- Agreement covers 50,000 holders of $900 million in bonds
- Italian group had sought $2.5 billion in compensation
Argentina agreed to pay $1.35 billion in cash to a group of Italian investors who hold its defaulted bonds, marking the first time the Latin American nation has reached an accord with holdout creditors who refused to participate in earlier restructurings.
The amount that will be paid under the deal represents 54 percent of the creditors’ claim of $2.5 billion in principal and interest on notes Argentina defaulted on in 2001. They agreed to accept payment of 150 percent of the $900 million in face value, according to a statement from Task Force Argentina, an Italian bondholder association known as TFA. The accord is pending approval from Argentina’s congress and TFA board members.

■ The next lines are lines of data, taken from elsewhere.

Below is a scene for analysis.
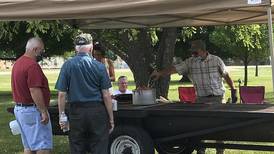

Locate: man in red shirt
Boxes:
[11,37,52,154]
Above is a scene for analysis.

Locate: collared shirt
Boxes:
[174,54,228,97]
[11,56,50,107]
[55,52,112,103]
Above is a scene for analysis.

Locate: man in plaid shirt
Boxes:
[151,39,237,154]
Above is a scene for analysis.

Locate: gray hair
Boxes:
[75,44,93,52]
[25,37,43,51]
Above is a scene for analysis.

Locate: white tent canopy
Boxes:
[0,0,273,29]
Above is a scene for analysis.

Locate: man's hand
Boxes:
[59,121,66,130]
[40,111,49,125]
[231,89,238,104]
[150,70,161,81]
[109,120,115,134]
[59,115,67,130]
[30,87,49,124]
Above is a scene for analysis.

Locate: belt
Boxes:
[205,95,221,97]
[16,103,36,107]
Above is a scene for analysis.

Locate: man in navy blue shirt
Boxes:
[55,33,114,154]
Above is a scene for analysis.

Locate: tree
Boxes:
[210,24,268,86]
[89,28,179,97]
[0,21,78,60]
[0,21,183,98]
[253,25,269,77]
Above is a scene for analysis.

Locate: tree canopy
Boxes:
[210,24,269,85]
[0,20,78,60]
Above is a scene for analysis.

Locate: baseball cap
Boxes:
[74,33,93,45]
[189,40,206,52]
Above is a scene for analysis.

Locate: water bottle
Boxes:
[59,112,69,132]
[112,99,118,111]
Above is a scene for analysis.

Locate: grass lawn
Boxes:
[1,66,274,153]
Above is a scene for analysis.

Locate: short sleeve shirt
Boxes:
[55,53,112,103]
[174,54,228,97]
[11,56,50,107]
[113,89,132,95]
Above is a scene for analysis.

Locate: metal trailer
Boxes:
[46,102,274,154]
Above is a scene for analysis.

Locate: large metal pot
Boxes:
[132,88,156,105]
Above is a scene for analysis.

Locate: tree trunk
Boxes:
[127,29,154,88]
[241,50,250,86]
[255,57,258,77]
[155,28,177,98]
[95,28,177,98]
[244,62,248,86]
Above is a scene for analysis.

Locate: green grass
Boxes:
[1,66,274,153]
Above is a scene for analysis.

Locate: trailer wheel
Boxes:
[155,141,194,154]
[109,126,155,154]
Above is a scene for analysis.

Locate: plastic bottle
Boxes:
[59,112,69,132]
[112,99,118,111]
[9,120,21,135]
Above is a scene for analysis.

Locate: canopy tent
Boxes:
[0,0,273,29]
[1,0,274,90]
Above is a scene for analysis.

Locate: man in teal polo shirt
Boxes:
[55,33,114,154]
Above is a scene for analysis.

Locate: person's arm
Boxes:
[217,57,235,90]
[150,65,178,80]
[107,59,116,82]
[29,87,49,125]
[223,73,235,90]
[224,73,238,103]
[217,57,238,103]
[58,91,66,115]
[102,89,114,133]
[55,62,69,115]
[57,91,67,129]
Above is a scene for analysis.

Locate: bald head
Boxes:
[26,37,44,52]
[24,37,45,61]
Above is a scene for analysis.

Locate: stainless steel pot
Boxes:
[132,88,156,105]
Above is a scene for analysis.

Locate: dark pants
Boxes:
[69,102,109,154]
[196,96,224,154]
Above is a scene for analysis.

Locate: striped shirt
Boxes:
[174,54,228,97]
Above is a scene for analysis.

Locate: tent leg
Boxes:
[267,6,274,92]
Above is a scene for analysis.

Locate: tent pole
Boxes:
[267,6,274,92]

The agreement, which marks a first step in efforts by newly elected President Mauricio Macri to settle with all of Argentina’s so-called holdout creditors, comes after the country obtained a $5 billion loan from seven Wall Street banks to boost foreign reserves last week. Finance Ministry officials are in New York this week to talk with hedge funds led by Elliott Management and other creditors that represent about $9 billion in claims. Former President Cristina Fernandez de Kirchner had refused demands from investors that sought better terms than those offered in two debt restructurings after the country’s record $95 billion default.
Macri, who took office Dec. 10, has vowed to resolve the litigation with bondholders and bring the country back to international capital markets.
“Our stakeholders should be happy considering what they were offered at the beginning,” Nicola Stock, the head of TFA, said in an interview from Rome. “I expect the Italian holdouts to get paid between May and June.”
Argentina restructured about 92 percent of its debt in 2005 and 2010, imposing losses on creditors of about 70 percent. The Italian bondholders have litigated their case since 2006 in the International Centre for Settlement of Investment Disputes.
Of the 180,000 Italians originally represented by TFA before the restructurings, about 70 percent have entered into the exchange agreements or died, according to Carolyn Lamm, an attorney who represents the bondholders at White & Case LLP. Most of TFA’s members are between 60 and 80 years old and invested between $25,000 and $50,000 in Argentine debt, she said.
The so-called retail investors last had a hearing at the ICSID in June 2014, according to Lamm.
The payment will provide one-third of the accumulated interest the Italian bondholders were seeking, Argentine Finance Minister Alfonso Prat-Gay said Tuesday in a televised press conference. The bondholders in New York, with whom Finance Secretary Luis Caputo met Monday, have asked for an “unacceptable” amount in interest, he said.
“Retail or individual investors would probably be more flexible than institutional investors and this is a considerable improvement over” the 2010 restructuring offer, said Siobhan Morden, the head of Latin American fixed-income strategy at Nomura Holdings Inc. “It doesn’t give you the same indication for the New York holdouts, because clearly that is a tougher crowd.”